Production company Anonymous Content, whose previous film projects include Eternal Sunshine of the Spotless Mind, Babel, and The Fifth Estate, has recently found increasing success on both the big and small screens. Along with critically-acclaimed series Mr. Robot and True Detective, Anonymous co-produced 2015’s Best Picture of the Year, Spotlight. They’re also behind The Revenant, the Oscar-winning drama that finally netted Leonardo DiCaprio a golden statue.
In contrast, best-selling psychological thriller The Butterfly Garden is only author Dot Hutchison’s second novel. Her first published work, A Wounded Name, was a paranormal spin on Shakespeare’s Hamlet, intended for the YA market. Her foray into darker territory with her debut in adult fiction appears to have paid off, with possible future success on the big screen as well as the page.

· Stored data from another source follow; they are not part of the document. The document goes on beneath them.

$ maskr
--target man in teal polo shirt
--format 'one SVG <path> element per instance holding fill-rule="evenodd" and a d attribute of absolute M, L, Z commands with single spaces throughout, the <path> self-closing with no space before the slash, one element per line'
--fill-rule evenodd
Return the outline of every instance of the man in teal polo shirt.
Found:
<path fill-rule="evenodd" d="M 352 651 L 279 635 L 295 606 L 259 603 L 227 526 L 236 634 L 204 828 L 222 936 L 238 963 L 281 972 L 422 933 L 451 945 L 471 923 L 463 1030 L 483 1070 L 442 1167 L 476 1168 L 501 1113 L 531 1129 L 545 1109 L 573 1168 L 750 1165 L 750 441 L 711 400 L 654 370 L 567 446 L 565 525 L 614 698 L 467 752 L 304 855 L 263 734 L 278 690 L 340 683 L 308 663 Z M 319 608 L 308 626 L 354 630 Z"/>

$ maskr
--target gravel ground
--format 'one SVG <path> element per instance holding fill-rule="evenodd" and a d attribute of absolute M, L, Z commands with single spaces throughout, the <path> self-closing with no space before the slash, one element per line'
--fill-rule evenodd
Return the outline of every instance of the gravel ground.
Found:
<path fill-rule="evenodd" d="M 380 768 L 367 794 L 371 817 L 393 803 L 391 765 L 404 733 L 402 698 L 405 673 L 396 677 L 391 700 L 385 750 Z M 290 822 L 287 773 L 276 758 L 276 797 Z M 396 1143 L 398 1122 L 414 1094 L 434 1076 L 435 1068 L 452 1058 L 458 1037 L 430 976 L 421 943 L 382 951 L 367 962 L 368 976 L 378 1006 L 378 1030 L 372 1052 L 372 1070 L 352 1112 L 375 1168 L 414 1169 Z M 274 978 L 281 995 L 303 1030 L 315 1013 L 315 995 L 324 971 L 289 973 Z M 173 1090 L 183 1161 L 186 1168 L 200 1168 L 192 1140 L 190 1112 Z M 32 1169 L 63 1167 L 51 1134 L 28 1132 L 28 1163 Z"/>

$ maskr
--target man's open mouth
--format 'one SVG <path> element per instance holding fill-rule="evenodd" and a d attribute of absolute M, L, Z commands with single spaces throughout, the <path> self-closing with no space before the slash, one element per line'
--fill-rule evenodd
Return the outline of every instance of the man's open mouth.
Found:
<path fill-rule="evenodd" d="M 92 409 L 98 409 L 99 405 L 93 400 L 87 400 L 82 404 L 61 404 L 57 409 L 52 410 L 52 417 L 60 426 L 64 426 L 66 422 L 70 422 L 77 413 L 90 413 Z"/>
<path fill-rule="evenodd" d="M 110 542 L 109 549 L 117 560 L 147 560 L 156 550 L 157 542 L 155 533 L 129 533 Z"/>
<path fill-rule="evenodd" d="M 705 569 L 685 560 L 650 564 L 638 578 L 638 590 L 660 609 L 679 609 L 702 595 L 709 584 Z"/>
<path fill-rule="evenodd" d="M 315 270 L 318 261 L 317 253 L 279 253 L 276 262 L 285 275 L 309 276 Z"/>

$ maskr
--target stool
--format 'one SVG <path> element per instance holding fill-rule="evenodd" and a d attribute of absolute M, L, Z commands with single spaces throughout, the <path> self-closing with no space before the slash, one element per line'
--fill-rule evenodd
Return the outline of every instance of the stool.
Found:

Anonymous Content and PalmStar Media, as Deadline reports, have optioned the film rights to The Butterfly Garden. The two companies recently collaborated on upcoming film Collateral Beauty, which features an all-star cast that includes Helen Mirren, Keira Knightley, and Will Smith. Ashley Zalta and Michael Sugar of Anonymous and PalmStar’s Mark Fasano and Kevin Frakes will take on producing duties for the Hutchison adaptation.

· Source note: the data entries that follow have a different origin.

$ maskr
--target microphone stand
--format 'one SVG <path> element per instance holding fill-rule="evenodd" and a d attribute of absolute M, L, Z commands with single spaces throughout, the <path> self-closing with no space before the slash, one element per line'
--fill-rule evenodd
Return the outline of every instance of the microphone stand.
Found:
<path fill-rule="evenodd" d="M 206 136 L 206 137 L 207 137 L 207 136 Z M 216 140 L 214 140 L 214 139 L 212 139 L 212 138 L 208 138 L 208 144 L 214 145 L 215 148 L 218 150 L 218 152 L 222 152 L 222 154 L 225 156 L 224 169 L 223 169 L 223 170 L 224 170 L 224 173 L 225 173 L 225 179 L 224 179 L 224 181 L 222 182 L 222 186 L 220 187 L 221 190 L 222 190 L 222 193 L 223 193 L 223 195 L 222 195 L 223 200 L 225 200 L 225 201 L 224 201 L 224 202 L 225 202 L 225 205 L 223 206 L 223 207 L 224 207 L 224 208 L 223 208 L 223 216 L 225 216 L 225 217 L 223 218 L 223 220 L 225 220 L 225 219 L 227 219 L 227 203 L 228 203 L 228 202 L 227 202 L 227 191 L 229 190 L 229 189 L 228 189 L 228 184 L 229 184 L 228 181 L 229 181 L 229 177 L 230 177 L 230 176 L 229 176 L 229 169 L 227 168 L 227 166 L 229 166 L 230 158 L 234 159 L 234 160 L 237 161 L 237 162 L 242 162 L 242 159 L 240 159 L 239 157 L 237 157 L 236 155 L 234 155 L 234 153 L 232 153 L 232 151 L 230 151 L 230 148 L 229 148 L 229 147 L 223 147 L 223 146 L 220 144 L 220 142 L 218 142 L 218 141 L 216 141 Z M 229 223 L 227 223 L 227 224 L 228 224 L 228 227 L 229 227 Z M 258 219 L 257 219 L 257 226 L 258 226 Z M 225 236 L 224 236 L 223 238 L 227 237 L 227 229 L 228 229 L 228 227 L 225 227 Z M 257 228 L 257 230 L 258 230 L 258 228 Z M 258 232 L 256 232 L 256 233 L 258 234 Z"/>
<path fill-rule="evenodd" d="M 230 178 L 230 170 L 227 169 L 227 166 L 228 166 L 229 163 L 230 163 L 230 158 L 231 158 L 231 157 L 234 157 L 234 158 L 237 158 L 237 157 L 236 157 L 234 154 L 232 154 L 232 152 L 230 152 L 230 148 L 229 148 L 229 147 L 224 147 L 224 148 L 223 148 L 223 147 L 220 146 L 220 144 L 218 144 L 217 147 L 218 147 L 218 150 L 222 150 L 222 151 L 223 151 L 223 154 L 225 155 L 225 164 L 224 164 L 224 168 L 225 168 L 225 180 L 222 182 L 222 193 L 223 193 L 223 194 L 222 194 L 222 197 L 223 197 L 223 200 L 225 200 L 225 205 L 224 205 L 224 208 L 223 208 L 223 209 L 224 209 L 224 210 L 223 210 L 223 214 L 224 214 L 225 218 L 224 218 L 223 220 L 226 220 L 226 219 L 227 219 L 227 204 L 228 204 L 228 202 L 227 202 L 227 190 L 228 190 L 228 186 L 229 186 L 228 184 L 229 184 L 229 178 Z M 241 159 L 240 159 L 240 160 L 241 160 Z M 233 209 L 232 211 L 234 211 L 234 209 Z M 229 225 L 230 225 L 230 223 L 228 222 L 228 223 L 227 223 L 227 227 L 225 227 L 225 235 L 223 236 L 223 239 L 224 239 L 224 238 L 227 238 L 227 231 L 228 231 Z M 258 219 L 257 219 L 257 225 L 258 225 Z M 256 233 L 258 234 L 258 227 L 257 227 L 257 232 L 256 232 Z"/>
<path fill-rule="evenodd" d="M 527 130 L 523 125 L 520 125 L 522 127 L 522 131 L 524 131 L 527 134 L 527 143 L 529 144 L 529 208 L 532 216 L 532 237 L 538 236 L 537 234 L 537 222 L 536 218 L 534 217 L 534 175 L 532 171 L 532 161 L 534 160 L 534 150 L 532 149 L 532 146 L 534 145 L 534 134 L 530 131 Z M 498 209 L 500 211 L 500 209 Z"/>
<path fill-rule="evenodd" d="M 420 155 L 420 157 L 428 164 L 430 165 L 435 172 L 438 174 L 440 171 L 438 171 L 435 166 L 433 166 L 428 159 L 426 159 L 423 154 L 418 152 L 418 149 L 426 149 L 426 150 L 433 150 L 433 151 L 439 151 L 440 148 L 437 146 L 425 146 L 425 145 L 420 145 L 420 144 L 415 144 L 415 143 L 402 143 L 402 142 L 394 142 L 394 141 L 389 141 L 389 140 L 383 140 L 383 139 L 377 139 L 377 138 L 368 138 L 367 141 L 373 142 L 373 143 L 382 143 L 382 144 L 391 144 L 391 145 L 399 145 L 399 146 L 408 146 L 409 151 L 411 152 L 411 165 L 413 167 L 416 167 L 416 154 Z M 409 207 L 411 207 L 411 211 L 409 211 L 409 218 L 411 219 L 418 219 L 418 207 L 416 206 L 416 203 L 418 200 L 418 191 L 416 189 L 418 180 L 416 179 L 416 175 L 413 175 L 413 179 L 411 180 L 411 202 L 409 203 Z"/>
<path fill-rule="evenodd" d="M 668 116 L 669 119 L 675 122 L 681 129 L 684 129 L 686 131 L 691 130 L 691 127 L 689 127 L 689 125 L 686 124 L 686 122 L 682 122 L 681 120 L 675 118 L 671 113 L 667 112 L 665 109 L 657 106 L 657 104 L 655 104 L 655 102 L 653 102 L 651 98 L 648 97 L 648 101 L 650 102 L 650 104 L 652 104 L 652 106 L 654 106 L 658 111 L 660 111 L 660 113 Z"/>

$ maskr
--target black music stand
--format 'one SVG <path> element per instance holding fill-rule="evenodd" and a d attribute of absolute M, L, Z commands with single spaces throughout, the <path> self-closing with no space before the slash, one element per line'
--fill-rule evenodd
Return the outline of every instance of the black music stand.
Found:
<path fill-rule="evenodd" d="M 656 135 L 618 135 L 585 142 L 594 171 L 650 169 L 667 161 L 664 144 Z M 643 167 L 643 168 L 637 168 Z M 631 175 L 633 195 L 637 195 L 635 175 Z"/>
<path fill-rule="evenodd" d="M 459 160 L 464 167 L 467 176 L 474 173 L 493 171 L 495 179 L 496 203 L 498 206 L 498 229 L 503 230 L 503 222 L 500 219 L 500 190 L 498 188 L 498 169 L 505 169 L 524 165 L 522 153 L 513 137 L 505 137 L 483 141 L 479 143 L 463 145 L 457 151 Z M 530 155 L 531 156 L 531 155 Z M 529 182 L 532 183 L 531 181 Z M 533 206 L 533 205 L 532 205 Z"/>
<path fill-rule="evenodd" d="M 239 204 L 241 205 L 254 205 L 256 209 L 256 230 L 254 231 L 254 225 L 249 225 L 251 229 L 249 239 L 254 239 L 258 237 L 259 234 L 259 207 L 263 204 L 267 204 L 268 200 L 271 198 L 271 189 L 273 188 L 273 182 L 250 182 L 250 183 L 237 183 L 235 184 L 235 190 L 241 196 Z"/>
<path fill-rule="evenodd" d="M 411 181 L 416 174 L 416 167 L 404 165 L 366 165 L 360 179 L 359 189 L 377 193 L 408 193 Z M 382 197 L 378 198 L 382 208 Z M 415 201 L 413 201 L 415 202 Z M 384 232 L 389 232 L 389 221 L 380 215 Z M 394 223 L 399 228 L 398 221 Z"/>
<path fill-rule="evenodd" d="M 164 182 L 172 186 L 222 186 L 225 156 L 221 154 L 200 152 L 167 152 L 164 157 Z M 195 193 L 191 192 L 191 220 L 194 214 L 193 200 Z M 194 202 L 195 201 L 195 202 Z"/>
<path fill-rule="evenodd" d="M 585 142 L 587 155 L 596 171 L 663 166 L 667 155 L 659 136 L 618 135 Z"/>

The Butterfly Garden has been described by various readers and reviewers as both “beautiful” and “disturbing,” with a plot that includes kidnapping, rape, and pedophilia. Producer Sugar has described the story as “uniquely original and transfixing.” The official synopsis of the book reveals that the charmingly named garden is filled with unimaginable horrors:
“Near an isolated mansion lies a beautiful garden. In this garden grow luscious flowers, shady trees…and a collection of precious ‘butterflies’ — young women who have been kidnapped and intricately tattooed to resemble their namesakes. Overseeing it all is the Gardener, a brutal, twisted man obsessed with capturing and preserving his lovely specimens.
When the garden is discovered, a survivor is brought in for questioning. FBI agents Victor Hanoverian and Brandon Eddison are tasked with piecing together one of the most stomach-churning cases of their careers. But the girl, known only as Maya, proves to be a puzzle herself.
As her story twists and turns, slowly shedding light on life in the Butterfly Garden, Maya reveals old grudges, new saviors, and horrific tales of a man who’d go to any length to hold beauty captive. But the more she shares, the more the agents have to wonder what she’s still hiding…”
The optioning of Hutchison’s book continues Anonymous’ tradition of not shying away from challenging content. The book covers both the investigation and Maya’s experience in shifting points of view, so it would be interesting to see what angle the film would take. Like the James Patterson films that made it to the big screen, Along Came a Spider and Kiss the Girls (also about a man “collecting” women), The Butterfly Garden could offer a sequel/franchise opportunity. The author is currently working on a follow-up, Roses of May, that features the FBI team on a new case — though the “Butterflies have a way of lingering.”